Saturday, 5 December 2009

Remote Viewing and the CIA Stargate Program

David Moorehouse was a US soldier who began to have psychic experiences after a close encounter between a bullet and his head. His troubled experiences drew the attention of certain people in the military and ultimately he was recruited and trained as part of the CIA Stargate program. The Stargate Program lends some credibility to the fact that Out of Body Experiences are a possibility for those who may be sceptical. The CIA put a great deal of effort into researching the subject and devising methods of training and best practice to enable their recruits to effectively practice a method called Remote Viewing.

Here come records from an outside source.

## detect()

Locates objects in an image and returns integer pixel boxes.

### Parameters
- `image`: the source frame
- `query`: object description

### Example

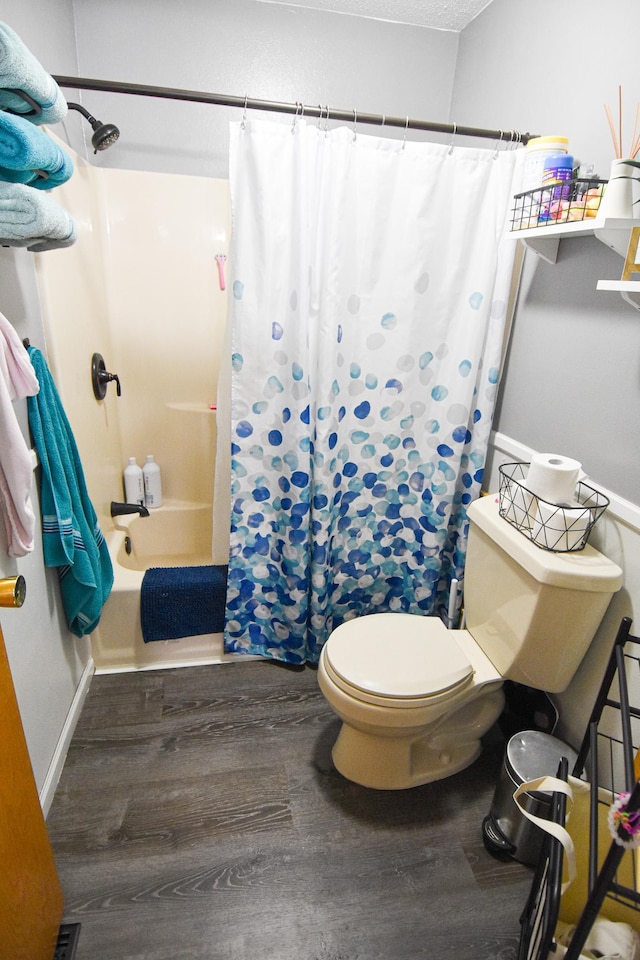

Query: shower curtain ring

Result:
[402,117,409,150]
[449,123,458,156]
[291,100,304,133]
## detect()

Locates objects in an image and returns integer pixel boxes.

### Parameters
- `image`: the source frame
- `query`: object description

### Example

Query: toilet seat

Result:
[322,613,474,708]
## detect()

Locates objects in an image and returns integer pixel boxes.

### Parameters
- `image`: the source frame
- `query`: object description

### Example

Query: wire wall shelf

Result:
[498,462,609,553]
[510,179,608,230]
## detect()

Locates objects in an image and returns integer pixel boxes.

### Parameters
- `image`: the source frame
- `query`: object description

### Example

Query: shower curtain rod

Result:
[53,75,537,144]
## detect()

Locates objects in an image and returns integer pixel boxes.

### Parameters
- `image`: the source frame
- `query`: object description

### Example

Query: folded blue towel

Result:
[140,566,227,643]
[0,111,73,190]
[27,347,113,637]
[0,23,67,123]
[0,183,77,253]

Remote Viewing is unlike the OBEs I have discussed so far in that a part of the viewers mind or being is projected whilst consciousness is maintained. The participants in the Stargate program would sit with another person in the room who would act as a guide asking questions about what they saw in their environment and tell them to come back if things became too much for the viewer.

Some of the earlier use of remote viewers or psychic spies as they are often referred to, ran as various black ops programs headed by the pioneer in the feild for the USA Ingo Swan. These programmes became declassified around some time in the 1980s and information was released to the public under freedom for information requests . At that time the authorities claimed that remote viewing programmes had been discontinued however David Moorehouse accounts of being recalled to carry out remote viewing missions during the first Iraq war suggests otherwise.

It would seem that after the amount of time and resources spent by the USA in pursuing remote viewing programmes suggests that it provided valuable results for their purposes and therefore it would also seem unlikely that they would therefore terminate the program completely.

David Moorehouse' story also illustrates how much a closely guarded secret it is that remote viewing missions continue. When David's doubts about the morality of the Stargate program convinced him to get out and go public it very nearly cost him his life. He was extremely brave to speak out and very lucky to survive.